A lot of analysis or opinion in the media is a sort of veiled negotiation about what we the unwashed are allowed to believe.

That's the impression I get reading this New York Times piece from David Reich, acknowledging race realism while denouncing "racism" (which is arguably impossible):
Groundbreaking advances in DNA sequencing technology have been made over the last two decades. These advances enable us to measure with exquisite accuracy what fraction of an individual’s genetic ancestry traces back to, say, West Africa 500 years ago — before the mixing in the Americas of the West African and European gene pools that were almost completely isolated for the last 70,000 years. With the help of these tools, we are learning that while race may be a social construct, differences in genetic ancestry that happen to correlate to many of today’s racial constructs are real.
The negotiation begins with the concession that a previously obscured reality has come into light and new terms are required.
I am worried that well-meaning people who deny the possibility of substantial biological differences among human populations are digging themselves into an indefensible position, one that will not survive the onslaught of science. 
I am also worried that whatever discoveries are made — and we truly have no idea yet what they will be — will be cited as “scientific proof” that racist prejudices and agendas have been correct all along, and that those well-meaning people will not understand the science well enough to push back against these claims.
Is there another subject that is so deliberately hamstrung? The scientific method demands we ignore the social pressures on us, even the overwhelming pressure to avoid racism. A true scientist would come at the subject of human biology with a deliberate detachment, as if he was a spaceman descending on an alien scene.

But the fear of exposure has become palpable.

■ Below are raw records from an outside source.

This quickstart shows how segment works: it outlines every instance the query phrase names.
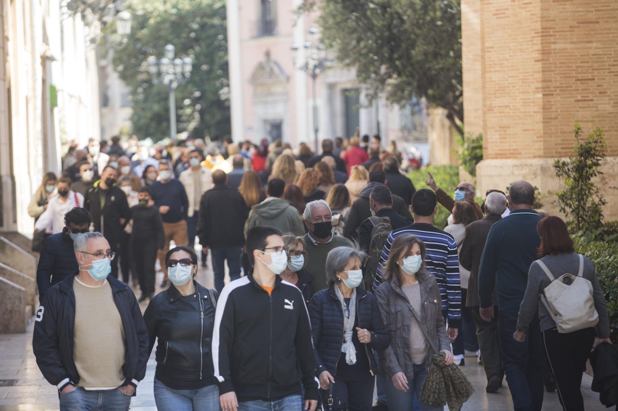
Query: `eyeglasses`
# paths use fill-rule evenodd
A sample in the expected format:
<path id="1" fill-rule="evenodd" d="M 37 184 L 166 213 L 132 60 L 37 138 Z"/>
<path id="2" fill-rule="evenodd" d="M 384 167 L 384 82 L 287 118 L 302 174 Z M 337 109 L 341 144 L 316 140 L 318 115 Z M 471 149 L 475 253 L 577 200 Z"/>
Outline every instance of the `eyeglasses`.
<path id="1" fill-rule="evenodd" d="M 301 255 L 302 255 L 303 257 L 306 257 L 307 255 L 307 253 L 305 252 L 304 251 L 298 251 L 298 250 L 294 250 L 294 251 L 289 251 L 287 254 L 290 257 L 292 257 L 292 255 L 294 257 L 300 257 Z"/>
<path id="2" fill-rule="evenodd" d="M 93 254 L 91 252 L 86 252 L 85 251 L 80 251 L 80 252 L 83 252 L 85 254 L 90 254 L 91 255 L 94 255 L 95 257 L 96 257 L 97 260 L 101 260 L 104 257 L 106 257 L 108 259 L 109 259 L 110 260 L 113 260 L 114 257 L 116 257 L 116 253 L 114 252 L 113 251 L 110 251 L 109 252 L 108 252 L 107 254 L 103 254 L 102 252 L 98 252 L 96 254 Z"/>
<path id="3" fill-rule="evenodd" d="M 286 254 L 287 254 L 290 252 L 290 247 L 277 246 L 277 247 L 267 247 L 266 248 L 260 249 L 260 251 L 261 251 L 262 252 L 266 252 L 266 250 L 274 250 L 274 254 L 281 254 L 283 252 L 285 252 Z"/>
<path id="4" fill-rule="evenodd" d="M 176 267 L 178 263 L 182 267 L 193 265 L 195 263 L 191 260 L 191 259 L 180 259 L 180 260 L 167 260 L 167 267 Z"/>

Here the author frets over whatever discoveries may come, for fear they'll upset an increasingly delicate social construct holding race trivial. He even puts out the call for the "well-meaning" to prepare to refute these as of yet facts--to protect the status quo we must be ready, no matter how much it is contradicted by the challenge. Indeed, the more the status quo is challenged the more prepared we need to be whatever may come. It's astounding to me that the educated and intelligent class of people Reich represents don't see the absurdity in that "whatever" part. We are not to stand ready to accept the truth, but to repel it.

If Reich is representing liberal conventional wisdom here he could provide a mea culpa for its deliberate repression of this reality heretofore, but there's still no incentive for that. So the concession that the respectable have been wrong this whole time is coupled with the demand we do nothing about it, that we ignore any implications of it that might upset the worldview that, still, represses this reality.
The orthodoxy goes further, holding that we should be anxious about any research into genetic differences among populations. The concern is that such research, no matter how well-intentioned, is located on a slippery slope that leads to the kinds of pseudoscientific arguments about biological difference that were used in the past to try to justify the slave trade, the eugenics movement and the Nazis’ murder of six million Jews. I have deep sympathy for the concern that genetic discoveries could be misused to justify racism. But as a geneticist I also know that it is simply no longer possible to ignore average genetic differences among “races.”
Acknowledging the reality of race while leaving the scare quotes around "race" is quite a contortion, but it's essentially what Reich wants us all to do.